GENERAL APPROACH TO BANK STABILIZATION
This chapter forms the link between the analysis of channel stability and the selection
of appropriate solutions to problems of bank retreat.
"Complex problems often have quick and simple wrong answers" is an apt epigram
for problems of riverbank stabilization. River engineers and scientists may be pressured by
circumstances beyond their control to plan and construct riverbank stabilization works too
quickly, without adequate time or resources for a conceptual evaluation of the problem. The
immediate need may be perceived as award of a construction contract when the immediate
need may, in reality, be a sound stability analysis of the channel system. The pressure to
proceed prematurely to construction should be resisted with logic, while still recognizing that
there are practical constraints on data collection and analysis, and that there is often a genuine
need for timely corrective action. River scientists and engineers have the privilege and duty
to educate the public, representatives of the public, project sponsors, and project managers
about river characteristics, and especially the response of rivers to human modification. It
must be pointed out that mistakes in detailed design may be only mildly embarrassing and
easily correctable, but that mistaking the cause or degree of instability at the outset may doom
the entire project to eventual failure.
A more positive perspective is that a system analysis may also identify significant
potential benefits from bank stabilization works that might otherwise be neglected. Examples
of such benefits are improved water quality and reduction of downstream sedimentation
problems. Such benefits are difficult to quantify, and are likely to be achieved only by
comprehensive projects, but should be recognized.

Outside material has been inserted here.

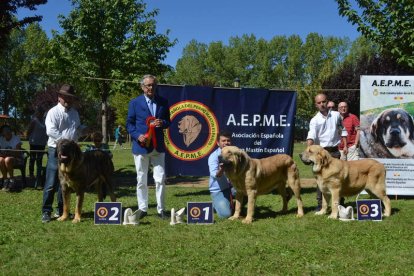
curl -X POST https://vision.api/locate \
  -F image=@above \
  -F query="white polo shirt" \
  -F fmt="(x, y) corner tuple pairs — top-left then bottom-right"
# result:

Sometimes the obviousness of the bank failure mechanisms obscures the more
important underlying causes of bank failure. Without having had either the misfortune of
making serious mistakes, or the less traumatic experience of merely observing them, a person
may be prone to oversimplify the causes of bank retreat, because a river may take decades to
react to imposed changes. Also, the causes and effects of changes are inter-related through
complex response. Therefore, the more experienced the observer, usually the more cautious
he or she is about making initial judgements.